La verdad para mejorar y fortalecer nuestras relaciones humanas

El monseñor Galván dijo que “la verdad tiene que estar presente en nuestras relaciones humanas” y habló de la verdad en la amistad sincera, transparente y fiel, que nos ayuda a vivir el amor a Dios y a la Iglesia, una amistad que “nos corrige, nos muestra el camino correcto, nos tiene paciencia, nos comprende y sabe perdonar”.

El arzobispo alentó a trabajar en nuestras relaciones, sin hipocresía, ni apariencias, sino con presencia, haciendo que “nuestros amigos, hermanos en la fe, hermanos en la Iglesia sientan que nosotros estamos con ellos, damos la cara por ellos, no es fácil, es muy difícil, sobre todo para las autoridades eclesiásticas, pero nosotros nos movemos fundamentalmente bajo el criterio del amor”, puntualizó.

Además, el arzobispo hizo hincapié en que debemos trabajar para inyectar una dosis del Espíritu Santo en nuestras relaciones laborales, familiares y sociales, tratando a nuestros hermanos con alegría y respeto “tratemos a nuestros hermanos con alegría, con respeto, puede que nuestro corazón sangre de pena, como está sangrando de pena todos estos últimos días en nuestra Iglesia boliviana, claro que sangra de dolor, no somos de piedra nos duele, pero no puede borrarse la sonrisa del Espíritu, tenemos que inyectar esa dosis del Espíritu Santo, de sueños, de  proyectos en nuestros hermanos, y donde hay que corregir, hay que corregir y donde hay que enderezar, hay que enderezar”, remarcó.

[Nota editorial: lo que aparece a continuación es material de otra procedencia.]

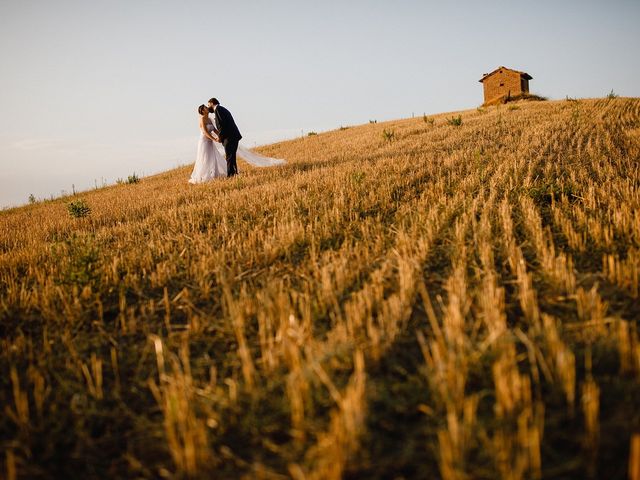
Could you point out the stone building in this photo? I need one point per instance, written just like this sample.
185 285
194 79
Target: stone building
504 83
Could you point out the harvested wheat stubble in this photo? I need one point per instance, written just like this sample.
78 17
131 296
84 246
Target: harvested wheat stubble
454 301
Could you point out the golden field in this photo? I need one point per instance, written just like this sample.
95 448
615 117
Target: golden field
409 299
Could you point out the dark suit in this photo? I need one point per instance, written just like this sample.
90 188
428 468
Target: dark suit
229 135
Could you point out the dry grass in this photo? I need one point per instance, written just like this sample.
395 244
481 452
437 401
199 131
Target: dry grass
458 301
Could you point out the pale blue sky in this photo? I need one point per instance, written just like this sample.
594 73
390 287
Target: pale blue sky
101 89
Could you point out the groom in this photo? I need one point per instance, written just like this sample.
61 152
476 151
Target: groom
228 134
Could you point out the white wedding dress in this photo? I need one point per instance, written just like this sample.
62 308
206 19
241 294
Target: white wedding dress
211 163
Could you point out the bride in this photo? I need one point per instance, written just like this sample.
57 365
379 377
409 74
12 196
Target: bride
210 161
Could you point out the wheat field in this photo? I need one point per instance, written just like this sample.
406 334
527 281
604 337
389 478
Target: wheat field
422 298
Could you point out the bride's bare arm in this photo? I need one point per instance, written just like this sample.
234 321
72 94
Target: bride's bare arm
205 131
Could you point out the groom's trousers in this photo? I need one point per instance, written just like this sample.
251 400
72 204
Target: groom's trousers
230 149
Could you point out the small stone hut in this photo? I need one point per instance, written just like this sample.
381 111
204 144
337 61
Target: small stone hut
504 83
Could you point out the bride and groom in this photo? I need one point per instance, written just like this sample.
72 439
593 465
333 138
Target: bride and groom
219 144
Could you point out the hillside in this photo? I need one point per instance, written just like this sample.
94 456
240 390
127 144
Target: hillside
409 299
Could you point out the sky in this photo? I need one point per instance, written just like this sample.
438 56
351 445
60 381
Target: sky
93 91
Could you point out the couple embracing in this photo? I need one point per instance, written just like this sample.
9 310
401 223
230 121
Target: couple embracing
219 145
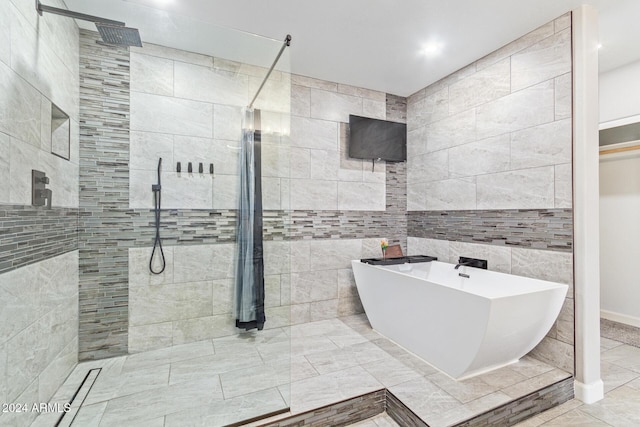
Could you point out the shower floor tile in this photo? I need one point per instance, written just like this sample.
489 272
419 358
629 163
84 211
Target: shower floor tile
227 380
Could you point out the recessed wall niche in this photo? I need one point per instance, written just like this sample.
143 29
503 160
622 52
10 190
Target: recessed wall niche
60 133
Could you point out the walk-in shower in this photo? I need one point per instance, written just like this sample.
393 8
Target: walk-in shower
80 294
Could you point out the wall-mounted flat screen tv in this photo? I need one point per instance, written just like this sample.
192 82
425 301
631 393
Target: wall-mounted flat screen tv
375 139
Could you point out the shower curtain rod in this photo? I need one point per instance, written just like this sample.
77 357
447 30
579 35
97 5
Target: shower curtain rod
287 42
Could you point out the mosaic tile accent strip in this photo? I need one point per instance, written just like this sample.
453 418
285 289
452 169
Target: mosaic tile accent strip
343 413
197 226
526 407
550 229
396 209
29 234
104 192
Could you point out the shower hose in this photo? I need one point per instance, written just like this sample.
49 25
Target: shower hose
157 242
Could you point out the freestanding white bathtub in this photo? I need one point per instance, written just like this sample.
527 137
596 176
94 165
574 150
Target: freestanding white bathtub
462 326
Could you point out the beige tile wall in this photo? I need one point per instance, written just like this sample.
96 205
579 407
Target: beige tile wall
38 331
186 107
496 134
38 66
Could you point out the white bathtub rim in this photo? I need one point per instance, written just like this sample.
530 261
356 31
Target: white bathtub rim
544 285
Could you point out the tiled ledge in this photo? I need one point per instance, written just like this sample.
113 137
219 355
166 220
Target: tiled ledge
362 407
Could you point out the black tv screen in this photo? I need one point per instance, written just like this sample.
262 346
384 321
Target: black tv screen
375 139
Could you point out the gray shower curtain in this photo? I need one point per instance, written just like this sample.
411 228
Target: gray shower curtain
249 301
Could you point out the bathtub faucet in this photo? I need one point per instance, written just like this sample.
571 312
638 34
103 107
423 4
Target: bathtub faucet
460 264
471 262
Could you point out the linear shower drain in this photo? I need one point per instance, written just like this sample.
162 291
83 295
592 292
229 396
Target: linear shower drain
66 419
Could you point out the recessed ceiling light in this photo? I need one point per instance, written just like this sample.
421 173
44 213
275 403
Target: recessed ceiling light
432 48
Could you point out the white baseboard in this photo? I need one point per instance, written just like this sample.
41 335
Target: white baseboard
589 393
620 318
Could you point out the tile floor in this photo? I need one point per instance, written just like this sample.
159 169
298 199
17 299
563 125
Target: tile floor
220 381
382 420
621 404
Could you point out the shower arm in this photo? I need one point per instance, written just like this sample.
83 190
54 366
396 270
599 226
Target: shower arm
70 14
287 42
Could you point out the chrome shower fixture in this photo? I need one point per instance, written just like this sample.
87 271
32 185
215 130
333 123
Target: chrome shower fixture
112 32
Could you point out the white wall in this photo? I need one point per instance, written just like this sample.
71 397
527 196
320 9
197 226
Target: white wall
620 92
620 236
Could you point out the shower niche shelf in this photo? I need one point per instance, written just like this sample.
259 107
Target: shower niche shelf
60 133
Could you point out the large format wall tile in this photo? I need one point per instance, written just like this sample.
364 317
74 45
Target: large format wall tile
39 331
168 302
458 194
312 133
334 106
5 147
454 130
173 54
213 86
36 61
563 186
517 45
483 86
543 145
154 113
519 189
19 107
314 194
486 156
5 32
368 196
145 148
545 60
151 74
529 107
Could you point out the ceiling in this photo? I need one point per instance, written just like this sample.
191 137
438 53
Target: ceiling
376 44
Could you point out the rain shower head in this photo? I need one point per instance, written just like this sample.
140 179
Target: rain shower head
119 35
112 32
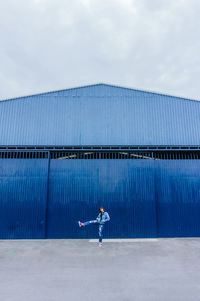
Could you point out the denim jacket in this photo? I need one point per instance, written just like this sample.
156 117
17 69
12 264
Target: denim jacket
105 218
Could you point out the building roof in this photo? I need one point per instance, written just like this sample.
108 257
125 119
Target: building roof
100 114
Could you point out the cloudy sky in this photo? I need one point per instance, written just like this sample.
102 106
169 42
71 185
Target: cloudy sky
54 44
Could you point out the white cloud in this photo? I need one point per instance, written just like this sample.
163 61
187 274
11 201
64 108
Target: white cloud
48 45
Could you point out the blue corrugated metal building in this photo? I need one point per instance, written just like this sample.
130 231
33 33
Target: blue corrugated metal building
65 153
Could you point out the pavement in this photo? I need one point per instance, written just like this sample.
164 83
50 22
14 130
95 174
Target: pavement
78 270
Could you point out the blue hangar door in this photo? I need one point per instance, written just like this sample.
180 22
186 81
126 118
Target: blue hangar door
125 188
23 195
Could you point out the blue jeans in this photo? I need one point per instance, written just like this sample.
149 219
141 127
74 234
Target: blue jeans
100 228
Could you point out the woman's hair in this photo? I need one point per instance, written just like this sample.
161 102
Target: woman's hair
102 208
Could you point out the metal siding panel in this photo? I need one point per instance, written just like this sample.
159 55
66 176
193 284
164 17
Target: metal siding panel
78 187
100 115
178 197
23 185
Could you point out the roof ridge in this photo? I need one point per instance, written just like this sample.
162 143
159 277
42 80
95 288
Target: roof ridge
98 84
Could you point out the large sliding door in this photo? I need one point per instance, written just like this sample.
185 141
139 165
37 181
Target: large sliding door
178 197
23 195
78 187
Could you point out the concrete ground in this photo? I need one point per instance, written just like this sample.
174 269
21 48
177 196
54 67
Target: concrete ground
58 270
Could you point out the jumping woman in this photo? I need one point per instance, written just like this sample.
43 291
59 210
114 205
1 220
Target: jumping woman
101 219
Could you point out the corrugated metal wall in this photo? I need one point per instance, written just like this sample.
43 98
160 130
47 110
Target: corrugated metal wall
79 187
100 115
145 198
23 196
178 197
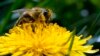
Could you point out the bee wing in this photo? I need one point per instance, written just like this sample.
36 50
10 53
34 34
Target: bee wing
20 11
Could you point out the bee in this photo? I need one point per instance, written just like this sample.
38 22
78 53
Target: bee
35 14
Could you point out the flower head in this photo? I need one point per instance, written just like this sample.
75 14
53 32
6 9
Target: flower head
42 40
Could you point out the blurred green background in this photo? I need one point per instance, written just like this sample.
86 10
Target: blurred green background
84 15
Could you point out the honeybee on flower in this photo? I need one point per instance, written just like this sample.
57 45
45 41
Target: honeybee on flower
35 14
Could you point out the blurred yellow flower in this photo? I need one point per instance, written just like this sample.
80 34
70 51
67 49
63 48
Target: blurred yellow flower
42 40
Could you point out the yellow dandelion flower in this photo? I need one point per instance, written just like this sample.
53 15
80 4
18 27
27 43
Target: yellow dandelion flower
48 40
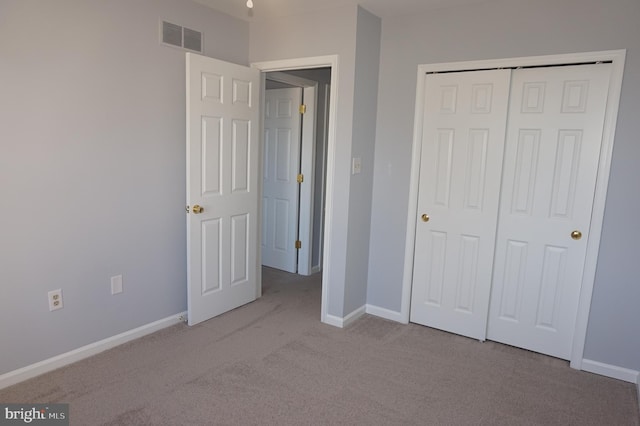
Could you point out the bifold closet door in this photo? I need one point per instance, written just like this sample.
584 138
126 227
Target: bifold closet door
462 149
556 118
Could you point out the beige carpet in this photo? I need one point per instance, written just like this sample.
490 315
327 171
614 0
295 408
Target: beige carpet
273 363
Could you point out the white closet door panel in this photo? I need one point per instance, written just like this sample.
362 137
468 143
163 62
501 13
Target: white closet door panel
462 151
556 117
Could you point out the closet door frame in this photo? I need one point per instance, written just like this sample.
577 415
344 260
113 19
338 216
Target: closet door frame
617 59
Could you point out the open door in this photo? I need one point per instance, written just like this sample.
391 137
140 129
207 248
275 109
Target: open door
280 188
222 186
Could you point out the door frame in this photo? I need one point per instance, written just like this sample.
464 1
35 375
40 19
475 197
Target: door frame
617 59
307 162
305 63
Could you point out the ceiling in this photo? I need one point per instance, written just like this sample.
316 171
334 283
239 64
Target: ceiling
267 9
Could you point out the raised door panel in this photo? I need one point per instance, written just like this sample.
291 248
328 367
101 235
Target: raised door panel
551 161
461 157
280 188
222 164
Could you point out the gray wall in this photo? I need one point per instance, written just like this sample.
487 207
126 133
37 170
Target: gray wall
503 29
92 166
327 32
363 146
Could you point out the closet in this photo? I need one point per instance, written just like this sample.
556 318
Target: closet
508 167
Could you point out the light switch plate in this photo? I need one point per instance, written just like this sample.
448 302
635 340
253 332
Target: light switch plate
116 284
356 165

“Inyectemos esa dosis de alegría, entusiasmo y respeto a los niños, indefensos, a todas las personas, sobre todo a las personas postergadas, maltratadas y discriminadas”, reiteró el Mons. Percy.

Jesús es la vida eterna

La autoridad eclesial afirmó que Jesús es la vida, “no solamente una vida de bienestar material, sino una vida del bienestar integral que se manifiesta en la solidaridad y compasión”, remarcó a tiempo de ejemplificar nuestra experiencia y lo dificultoso que es “comer bien cuando hay hermanos que no tienen que comer, dormir bien abrigados cuando hay hermanos tapados con periódicos y con cartones en las calles”, ante esta realidad pidió a los fieles ser personas desprendidas para tener una vida humana digna de hijos de Dios y de hermanos en la fe.

Al concluir, el monseñor Galván dijo que “esta vida, es la vida eterna, la salvación, estamos con los pies en la tierra, pero la mirada y el corazón en el cielo”, también recordó que la vida es efímera y pasajera, por ello debemos aprovechar para que “la vida humana sea integralmente mejor vivida”.